The stock sold off last year not only because the company didn’t do well but also because interest rates were going up and the market was worried about a coming recession. Amazon appears to fare well if the economy has a “soft landing,” in which the Federal Reserve may raise interest rates without pushing the country into a major recession. But if the economy slows down even more over the course of the year, Amazon stock could keep going down because its performance is likely to get worse. On the other hand, the Fed might change its aggressive strategy in that case, and things might not go as badly for Amazon.
What’s good?
No matter what happens, one thing is for sure: after falling 50% last year, Amazon stock is as cheap as it has been in years, based on metrics like the price-to-sales ratio (P/S). The price per share (P/S) of the stock is now right around 2. The above ways to cut costs should also help Amazon’s profit margins, so the company should keep growing even in a bad economy. This could give it more power as long as it keeps costs down.

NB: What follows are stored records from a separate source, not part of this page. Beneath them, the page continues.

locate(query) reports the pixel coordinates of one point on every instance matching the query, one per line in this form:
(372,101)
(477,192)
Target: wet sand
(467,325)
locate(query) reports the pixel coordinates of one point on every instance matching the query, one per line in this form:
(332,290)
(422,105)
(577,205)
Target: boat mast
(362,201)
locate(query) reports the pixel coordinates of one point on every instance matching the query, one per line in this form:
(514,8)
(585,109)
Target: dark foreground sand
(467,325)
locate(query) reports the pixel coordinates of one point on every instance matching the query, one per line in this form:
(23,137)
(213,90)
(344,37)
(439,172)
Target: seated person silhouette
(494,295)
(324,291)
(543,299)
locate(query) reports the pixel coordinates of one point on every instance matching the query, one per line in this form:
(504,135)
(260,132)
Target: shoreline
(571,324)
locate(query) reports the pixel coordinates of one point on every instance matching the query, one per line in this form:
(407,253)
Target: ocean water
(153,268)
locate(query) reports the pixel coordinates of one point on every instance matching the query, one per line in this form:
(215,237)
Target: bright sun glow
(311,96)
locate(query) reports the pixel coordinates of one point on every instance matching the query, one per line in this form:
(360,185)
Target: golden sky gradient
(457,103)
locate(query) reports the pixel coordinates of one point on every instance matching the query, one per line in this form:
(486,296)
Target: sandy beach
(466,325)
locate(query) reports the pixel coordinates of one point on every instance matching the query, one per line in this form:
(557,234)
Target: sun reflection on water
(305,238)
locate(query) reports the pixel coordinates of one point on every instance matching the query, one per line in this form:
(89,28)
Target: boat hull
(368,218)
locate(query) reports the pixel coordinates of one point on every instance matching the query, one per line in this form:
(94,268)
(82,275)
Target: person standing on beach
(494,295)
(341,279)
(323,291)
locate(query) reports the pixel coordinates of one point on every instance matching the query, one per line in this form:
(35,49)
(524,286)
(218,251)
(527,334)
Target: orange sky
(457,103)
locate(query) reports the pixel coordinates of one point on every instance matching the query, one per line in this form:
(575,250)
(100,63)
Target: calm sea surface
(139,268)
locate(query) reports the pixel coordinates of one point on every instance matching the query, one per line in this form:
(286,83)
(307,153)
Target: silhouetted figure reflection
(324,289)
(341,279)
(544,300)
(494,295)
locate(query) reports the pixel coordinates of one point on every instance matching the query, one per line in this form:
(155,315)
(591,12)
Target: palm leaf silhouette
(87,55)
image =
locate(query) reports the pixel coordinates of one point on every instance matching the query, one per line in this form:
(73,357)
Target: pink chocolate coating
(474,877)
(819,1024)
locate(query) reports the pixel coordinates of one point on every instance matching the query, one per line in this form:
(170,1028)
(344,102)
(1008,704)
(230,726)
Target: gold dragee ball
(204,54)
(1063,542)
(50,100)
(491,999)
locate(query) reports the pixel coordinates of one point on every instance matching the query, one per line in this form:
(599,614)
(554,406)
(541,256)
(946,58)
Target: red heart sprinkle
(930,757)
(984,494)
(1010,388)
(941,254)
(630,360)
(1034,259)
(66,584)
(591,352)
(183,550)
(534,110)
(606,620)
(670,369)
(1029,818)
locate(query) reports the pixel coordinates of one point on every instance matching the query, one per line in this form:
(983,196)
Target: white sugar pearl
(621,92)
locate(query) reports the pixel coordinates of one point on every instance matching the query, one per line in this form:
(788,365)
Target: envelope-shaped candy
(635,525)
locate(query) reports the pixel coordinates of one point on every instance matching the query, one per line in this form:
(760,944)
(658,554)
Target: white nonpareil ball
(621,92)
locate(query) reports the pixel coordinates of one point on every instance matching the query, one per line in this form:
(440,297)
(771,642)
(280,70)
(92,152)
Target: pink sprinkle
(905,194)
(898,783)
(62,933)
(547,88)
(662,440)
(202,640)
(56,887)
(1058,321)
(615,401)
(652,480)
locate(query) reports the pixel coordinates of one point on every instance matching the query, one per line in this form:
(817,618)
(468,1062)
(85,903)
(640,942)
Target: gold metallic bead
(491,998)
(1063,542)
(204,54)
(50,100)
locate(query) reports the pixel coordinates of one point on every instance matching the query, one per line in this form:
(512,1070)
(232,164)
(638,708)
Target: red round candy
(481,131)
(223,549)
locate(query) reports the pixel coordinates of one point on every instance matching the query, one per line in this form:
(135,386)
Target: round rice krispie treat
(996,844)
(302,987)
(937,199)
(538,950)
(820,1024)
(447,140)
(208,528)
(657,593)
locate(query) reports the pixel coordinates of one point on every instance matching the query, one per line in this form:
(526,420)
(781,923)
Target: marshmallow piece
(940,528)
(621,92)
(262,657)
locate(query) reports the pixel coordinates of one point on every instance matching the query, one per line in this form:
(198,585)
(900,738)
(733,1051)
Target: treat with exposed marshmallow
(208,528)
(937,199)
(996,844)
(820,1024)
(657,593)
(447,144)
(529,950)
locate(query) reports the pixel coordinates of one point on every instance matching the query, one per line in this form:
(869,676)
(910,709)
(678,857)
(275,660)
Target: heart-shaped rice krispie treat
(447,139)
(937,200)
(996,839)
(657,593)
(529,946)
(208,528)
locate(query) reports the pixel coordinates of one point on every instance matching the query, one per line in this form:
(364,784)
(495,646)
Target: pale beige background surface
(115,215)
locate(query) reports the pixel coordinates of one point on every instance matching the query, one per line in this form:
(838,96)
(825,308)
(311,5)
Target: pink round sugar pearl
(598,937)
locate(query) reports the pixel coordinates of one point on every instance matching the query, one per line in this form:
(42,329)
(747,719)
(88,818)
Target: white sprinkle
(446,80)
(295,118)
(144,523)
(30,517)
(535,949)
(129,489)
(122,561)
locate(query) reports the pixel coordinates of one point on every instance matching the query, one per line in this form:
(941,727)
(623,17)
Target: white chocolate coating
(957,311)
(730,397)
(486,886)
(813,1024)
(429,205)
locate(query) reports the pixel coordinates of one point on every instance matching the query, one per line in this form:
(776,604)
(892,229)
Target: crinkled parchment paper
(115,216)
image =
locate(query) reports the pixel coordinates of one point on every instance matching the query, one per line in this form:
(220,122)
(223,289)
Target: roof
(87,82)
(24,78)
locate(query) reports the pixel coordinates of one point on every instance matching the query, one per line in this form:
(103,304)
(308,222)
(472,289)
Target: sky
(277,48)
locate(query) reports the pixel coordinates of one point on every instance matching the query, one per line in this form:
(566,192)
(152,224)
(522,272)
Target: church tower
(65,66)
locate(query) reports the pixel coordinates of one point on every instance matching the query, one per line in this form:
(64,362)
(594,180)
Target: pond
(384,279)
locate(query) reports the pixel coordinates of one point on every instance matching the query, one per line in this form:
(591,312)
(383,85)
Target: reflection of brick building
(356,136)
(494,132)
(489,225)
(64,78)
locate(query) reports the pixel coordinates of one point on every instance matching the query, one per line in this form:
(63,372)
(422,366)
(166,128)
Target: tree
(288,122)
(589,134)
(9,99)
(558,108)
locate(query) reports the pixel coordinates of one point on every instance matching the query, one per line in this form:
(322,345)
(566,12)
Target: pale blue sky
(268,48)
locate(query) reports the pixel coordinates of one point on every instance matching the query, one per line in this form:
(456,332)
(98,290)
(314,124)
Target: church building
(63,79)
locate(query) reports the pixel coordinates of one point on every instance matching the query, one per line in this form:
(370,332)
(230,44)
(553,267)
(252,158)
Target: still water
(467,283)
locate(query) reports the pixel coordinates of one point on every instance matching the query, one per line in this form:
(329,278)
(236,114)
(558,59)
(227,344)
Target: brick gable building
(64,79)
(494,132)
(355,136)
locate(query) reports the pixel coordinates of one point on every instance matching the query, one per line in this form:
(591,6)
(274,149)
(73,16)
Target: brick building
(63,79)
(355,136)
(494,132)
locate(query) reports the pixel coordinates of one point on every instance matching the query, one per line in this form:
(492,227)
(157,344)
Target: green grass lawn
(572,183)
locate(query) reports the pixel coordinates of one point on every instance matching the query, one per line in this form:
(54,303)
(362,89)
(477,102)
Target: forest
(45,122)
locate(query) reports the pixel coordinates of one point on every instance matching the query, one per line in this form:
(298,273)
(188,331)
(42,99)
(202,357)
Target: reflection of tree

Bill Miller, a well-known value investor whose portfolio has outperformed the S&P 500 every year for the past 14 years, recently predicted that Amazon’s free cash flow would reach $60 billion in just three years if AWS continues to grow quickly. People also think that the company will put less money into new infrastructure like warehouses and data centers.
From this point of view, no matter what happens this year, Amazon looks like a good long-term bet. It’s hard to tell how a stock will do in one year, but Amazon seems likely to do well over the next few years thanks to its low price, its competitive advantages in areas like AWS, and the boost it will get when the economy recovers.